Lady with a black cape
  • Franz Skarbina
  • Berlin 1849 - 1910
  • Lady with a black cape, 1896
  • Carpenter´s pencil on creme paper, partly smeared
  • signed and dated: F. Skarbina 96
  • 268 × 189 mm

In his depiction of a Woman with a Cape, Skarbina once again comes startlingly close to the drawings of his great idol in Berlin, Adolph von Menzel. In the same manner as his role model, Skarbina’s use of a coarse and greasy carpenter’s pencil enables him to achieve an especially picturesque effect even in the medium of drawing. With her profil perdu, or lost profile, the elderly lady clarifies Skarbina’s role as an observer who always gives his models their own life because he knew how to approach them sensitively while remaining at a comfortable distance. The model does not seem to be aware of the artist, yet Skarbina understood exactly how to use this fleeting snapshot for a very detailed characterization of the woman portrayed. Her softly modeled facial features, with her slight double chin, captivate the viewer’s attention even though her backside, with its sweeping cape with dark black accents taking up more than half of the pictorial plane. Realism and Impressionism almost balance each other out here.
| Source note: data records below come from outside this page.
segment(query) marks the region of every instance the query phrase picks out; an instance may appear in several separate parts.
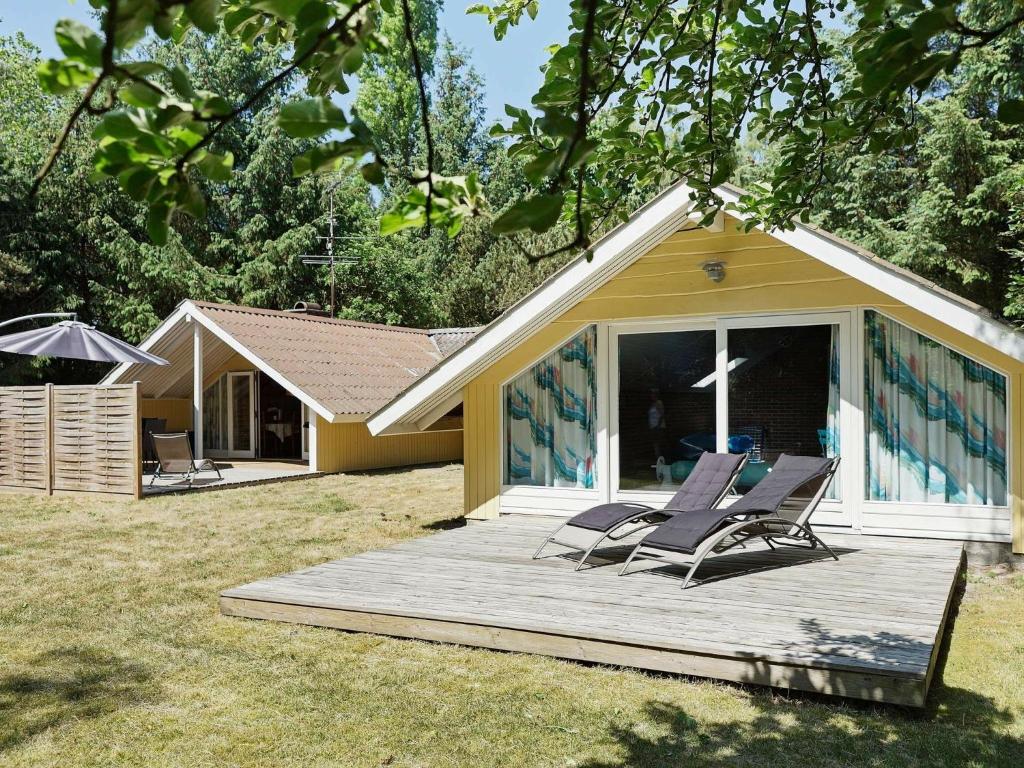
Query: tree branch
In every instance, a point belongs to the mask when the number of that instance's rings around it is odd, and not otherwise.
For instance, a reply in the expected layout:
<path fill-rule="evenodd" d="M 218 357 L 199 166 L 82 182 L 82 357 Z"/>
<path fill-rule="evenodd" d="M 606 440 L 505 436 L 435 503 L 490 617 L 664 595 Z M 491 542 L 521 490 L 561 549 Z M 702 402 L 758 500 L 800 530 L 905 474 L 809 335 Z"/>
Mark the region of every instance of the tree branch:
<path fill-rule="evenodd" d="M 67 121 L 64 123 L 64 127 L 61 129 L 60 135 L 57 137 L 57 141 L 55 141 L 53 146 L 50 147 L 50 153 L 46 156 L 46 160 L 43 162 L 39 172 L 36 173 L 35 178 L 32 179 L 32 186 L 29 188 L 28 193 L 29 197 L 35 197 L 36 193 L 39 192 L 39 187 L 43 183 L 43 180 L 50 175 L 50 171 L 53 170 L 53 166 L 57 162 L 57 158 L 60 157 L 61 152 L 64 151 L 64 146 L 67 144 L 68 138 L 71 136 L 71 131 L 74 130 L 75 125 L 82 118 L 82 115 L 91 111 L 93 97 L 114 70 L 114 29 L 117 21 L 117 6 L 118 0 L 110 0 L 110 4 L 107 6 L 107 15 L 103 19 L 106 40 L 103 41 L 103 51 L 101 53 L 102 67 L 100 69 L 100 73 L 96 76 L 96 79 L 89 84 L 89 87 L 85 89 L 85 93 L 82 94 L 81 101 L 78 102 L 74 110 L 72 110 L 71 114 L 68 116 Z"/>
<path fill-rule="evenodd" d="M 430 214 L 434 203 L 434 136 L 430 130 L 430 102 L 427 98 L 427 83 L 423 77 L 423 65 L 420 62 L 420 52 L 416 47 L 416 32 L 412 24 L 412 10 L 409 8 L 409 0 L 402 0 L 402 19 L 405 27 L 405 40 L 409 43 L 409 54 L 412 58 L 412 68 L 416 75 L 416 87 L 419 90 L 420 99 L 420 120 L 423 124 L 424 139 L 427 143 L 427 202 L 426 209 L 427 236 L 430 236 Z"/>
<path fill-rule="evenodd" d="M 207 131 L 206 135 L 203 136 L 202 139 L 196 142 L 195 145 L 190 147 L 181 157 L 178 158 L 178 162 L 176 163 L 178 172 L 180 173 L 181 171 L 183 171 L 185 165 L 192 158 L 192 156 L 195 155 L 199 150 L 205 149 L 207 146 L 209 146 L 210 143 L 214 140 L 214 138 L 216 138 L 217 134 L 219 134 L 228 124 L 230 124 L 233 120 L 238 118 L 239 115 L 248 112 L 257 103 L 259 103 L 268 93 L 270 93 L 270 91 L 272 91 L 286 79 L 291 77 L 291 75 L 294 74 L 295 71 L 299 69 L 299 67 L 305 64 L 307 61 L 309 61 L 309 59 L 312 58 L 312 56 L 315 53 L 320 51 L 324 43 L 326 43 L 335 35 L 341 34 L 344 34 L 345 37 L 351 40 L 352 38 L 349 34 L 348 23 L 357 13 L 359 13 L 359 11 L 365 8 L 369 4 L 369 2 L 370 0 L 359 0 L 359 2 L 357 2 L 355 5 L 348 9 L 348 12 L 344 16 L 342 16 L 340 19 L 331 24 L 331 26 L 329 26 L 327 29 L 325 29 L 323 32 L 317 35 L 316 40 L 313 42 L 313 44 L 309 46 L 309 48 L 307 48 L 301 54 L 296 56 L 292 60 L 291 64 L 289 64 L 287 67 L 285 67 L 276 75 L 274 75 L 272 78 L 263 83 L 263 85 L 257 88 L 253 92 L 253 94 L 249 96 L 249 98 L 247 98 L 233 110 L 228 112 L 226 115 L 221 115 L 220 117 L 216 117 L 213 120 L 207 118 L 207 121 L 213 122 L 213 127 L 209 131 Z"/>

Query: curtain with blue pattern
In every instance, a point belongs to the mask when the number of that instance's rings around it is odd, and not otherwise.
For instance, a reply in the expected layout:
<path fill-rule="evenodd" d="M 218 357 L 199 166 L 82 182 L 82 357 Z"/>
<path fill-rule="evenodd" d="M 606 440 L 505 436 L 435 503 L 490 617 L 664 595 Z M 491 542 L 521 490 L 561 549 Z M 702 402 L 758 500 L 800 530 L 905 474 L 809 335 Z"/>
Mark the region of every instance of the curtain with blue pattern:
<path fill-rule="evenodd" d="M 505 386 L 505 483 L 593 488 L 594 352 L 586 330 Z"/>
<path fill-rule="evenodd" d="M 867 498 L 1006 504 L 1006 379 L 865 313 Z"/>

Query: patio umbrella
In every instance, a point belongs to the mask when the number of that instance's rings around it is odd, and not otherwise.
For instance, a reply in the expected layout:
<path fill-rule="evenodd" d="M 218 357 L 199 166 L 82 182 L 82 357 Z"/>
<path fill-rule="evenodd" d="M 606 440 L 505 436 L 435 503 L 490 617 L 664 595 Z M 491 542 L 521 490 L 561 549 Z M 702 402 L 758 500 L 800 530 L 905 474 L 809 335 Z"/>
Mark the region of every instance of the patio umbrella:
<path fill-rule="evenodd" d="M 68 317 L 66 314 L 28 315 L 0 323 L 8 325 L 33 317 Z M 78 320 L 62 320 L 56 325 L 0 336 L 0 352 L 45 357 L 70 357 L 103 363 L 149 363 L 167 365 L 162 357 L 143 352 L 126 341 L 115 339 Z"/>

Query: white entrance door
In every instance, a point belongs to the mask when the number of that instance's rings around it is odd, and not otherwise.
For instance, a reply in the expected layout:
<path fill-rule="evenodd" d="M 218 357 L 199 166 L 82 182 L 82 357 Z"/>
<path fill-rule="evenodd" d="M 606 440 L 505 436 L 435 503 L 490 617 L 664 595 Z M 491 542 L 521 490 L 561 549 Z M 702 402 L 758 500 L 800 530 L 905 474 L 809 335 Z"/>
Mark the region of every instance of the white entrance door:
<path fill-rule="evenodd" d="M 252 371 L 225 373 L 206 390 L 203 417 L 206 455 L 256 456 L 256 377 Z"/>

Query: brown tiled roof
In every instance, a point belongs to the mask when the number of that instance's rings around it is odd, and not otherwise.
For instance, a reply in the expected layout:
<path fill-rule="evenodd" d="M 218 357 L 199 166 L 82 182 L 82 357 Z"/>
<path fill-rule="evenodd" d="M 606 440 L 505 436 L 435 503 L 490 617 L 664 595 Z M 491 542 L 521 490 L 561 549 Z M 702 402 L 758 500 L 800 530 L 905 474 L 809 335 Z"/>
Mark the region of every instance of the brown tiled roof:
<path fill-rule="evenodd" d="M 473 333 L 473 329 L 426 331 L 203 301 L 193 304 L 335 414 L 372 413 Z"/>
<path fill-rule="evenodd" d="M 483 326 L 477 326 L 476 328 L 431 328 L 428 333 L 430 338 L 433 339 L 434 345 L 437 347 L 437 351 L 442 356 L 448 357 L 452 352 L 456 352 L 480 331 Z"/>

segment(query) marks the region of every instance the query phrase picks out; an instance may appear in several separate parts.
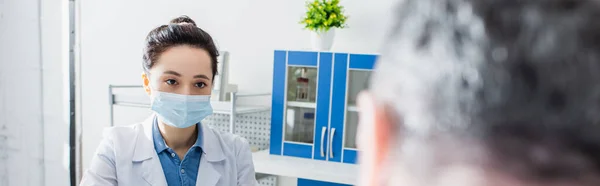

Coming from the tradition of Menzel and inspired by the French, Franz Skarbina was a poetic realist who helped himself to the real world like a “marble quarry” – to reference Fontane – and artistically embellished the fragments he extracted from that metaphorical quarry. The concept of pars pro toto, which applies to this portrait of a woman with a cape, also applies to all the figural representations presented here: the unfinished becomes the means by which Skarbina expresses his own view of things.